Anesthesia for Myasthenia Gravis
Regional anesthesia or total intravenous anesthesia (TIVA) with propofol should be the preferred anesthetic technique for patients with myasthenia gravis, with avoidance of volatile anesthetics and neuromuscular blocking agents whenever possible. 1
Preoperative Assessment
Evaluate disease severity and medication regimen:
- Continue pyridostigmine until surgery (may be withheld in case of intubation) 1
- Assess respiratory function with Negative Inspiratory Force (NIF) measurements:
- NIF > -60 cm H₂O: Routine monitoring
- NIF -20 to -60 cm H₂O: Close monitoring required 1
- Check Forced Vital Capacity (FVC): Values <80% with symptoms or <50% without symptoms indicate respiratory compromise 1
Identify risk factors for postoperative respiratory failure:
- Disease duration >6 years
- History of respiratory disease
- Pyridostigmine dose >750 mg/day
- Vital capacity <2.9 L
Anesthetic Technique Selection
First Choice: Regional Anesthesia
- Spinal, epidural, or peripheral nerve blocks are ideal when appropriate for the procedure 1
- Benefits: Avoids airway manipulation and respiratory depression
- Safe local anesthetics: Lidocaine and bupivacaine 1
Second Choice: Total Intravenous Anesthesia (TIVA)
- Propofol is the preferred agent for induction and maintenance 2, 3
- Benefits: Allows fine control of anesthetic depth and good recovery profile 2
- Combine with short-acting opioids (fentanyl, remifentanil) as needed 1
Third Choice (if necessary): Balanced Anesthesia
- If neuromuscular blockade is required:
- Sevoflurane or isoflurane can be used but may potentiate weakness 1
Intraoperative Management
- Mandatory neuromuscular monitoring with train-of-four (TOF) when any muscle relaxant is used 5
- Maintain normothermia (avoid temperature extremes) 1
- Consider peripheral nerve blocks for adjunct pain control 6
- Avoid medications that can worsen neuromuscular blockade:
- β-blockers
- IV magnesium
- Fluoroquinolones
- Aminoglycosides
- Macrolides 1
Extubation Criteria
- Ensure complete reversal of neuromuscular blockade (TOF ratio >0.9)

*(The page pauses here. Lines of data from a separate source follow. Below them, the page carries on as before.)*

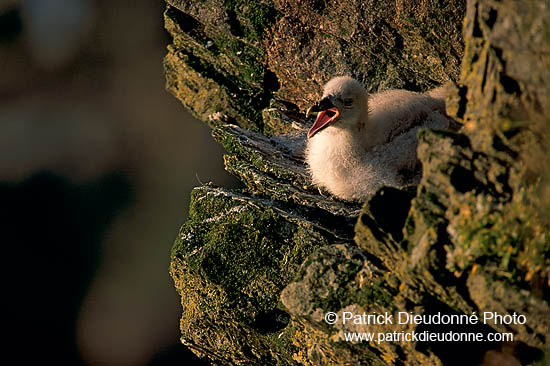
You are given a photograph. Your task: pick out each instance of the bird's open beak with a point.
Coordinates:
(327, 114)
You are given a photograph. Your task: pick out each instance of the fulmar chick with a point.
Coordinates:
(359, 143)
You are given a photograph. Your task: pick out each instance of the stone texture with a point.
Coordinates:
(258, 268)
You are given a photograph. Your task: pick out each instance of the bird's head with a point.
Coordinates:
(344, 102)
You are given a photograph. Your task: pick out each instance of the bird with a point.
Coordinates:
(360, 142)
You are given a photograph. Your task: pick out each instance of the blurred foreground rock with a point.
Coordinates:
(258, 269)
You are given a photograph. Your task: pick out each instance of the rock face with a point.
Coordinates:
(258, 269)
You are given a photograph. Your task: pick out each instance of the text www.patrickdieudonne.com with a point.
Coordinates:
(427, 336)
(350, 321)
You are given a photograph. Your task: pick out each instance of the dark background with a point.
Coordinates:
(97, 162)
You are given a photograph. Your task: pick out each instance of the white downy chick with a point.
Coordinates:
(359, 143)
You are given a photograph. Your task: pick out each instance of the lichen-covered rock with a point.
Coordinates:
(230, 60)
(230, 261)
(258, 269)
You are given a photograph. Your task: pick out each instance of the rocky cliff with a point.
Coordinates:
(258, 269)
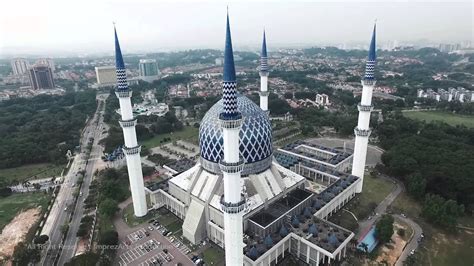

- Confirm adequate spontaneous breathing with no residual curarization 6
- Verify stable vital signs and adequate pain control
- Consider using sugammadex for reversal of rocuronium if used 1, 6
Postoperative Care
- Monitor closely for respiratory compromise in PACU
- Continue neuromuscular monitoring if any concerns
- Use opioid-sparing multimodal analgesia
- Resume pyridostigmine as soon as possible
- ICU admission not routinely required but should be considered for high-risk patients 6
Special Considerations
- For patients with thymoma (30-50% have MG), coordinate with multidisciplinary team 1
- In emergency situations when machine preparation time is limited:
- Remove vaporizers from anesthetic workstation
- Flush circuit with oxygen or air at maximum flow rate
- Use activated charcoal filters on inspiratory and expiratory limbs 7
Common Pitfalls to Avoid
- Administering standard doses of neuromuscular blocking agents
- Failing to monitor neuromuscular function intraoperatively
- Premature extubation before complete recovery of neuromuscular function
- Excessive use of opioids leading to respiratory depression
- Administering medications that potentiate neuromuscular blockade
By following these guidelines, anesthesia for patients with myasthenia gravis can be safely managed with minimal risk of postoperative respiratory complications.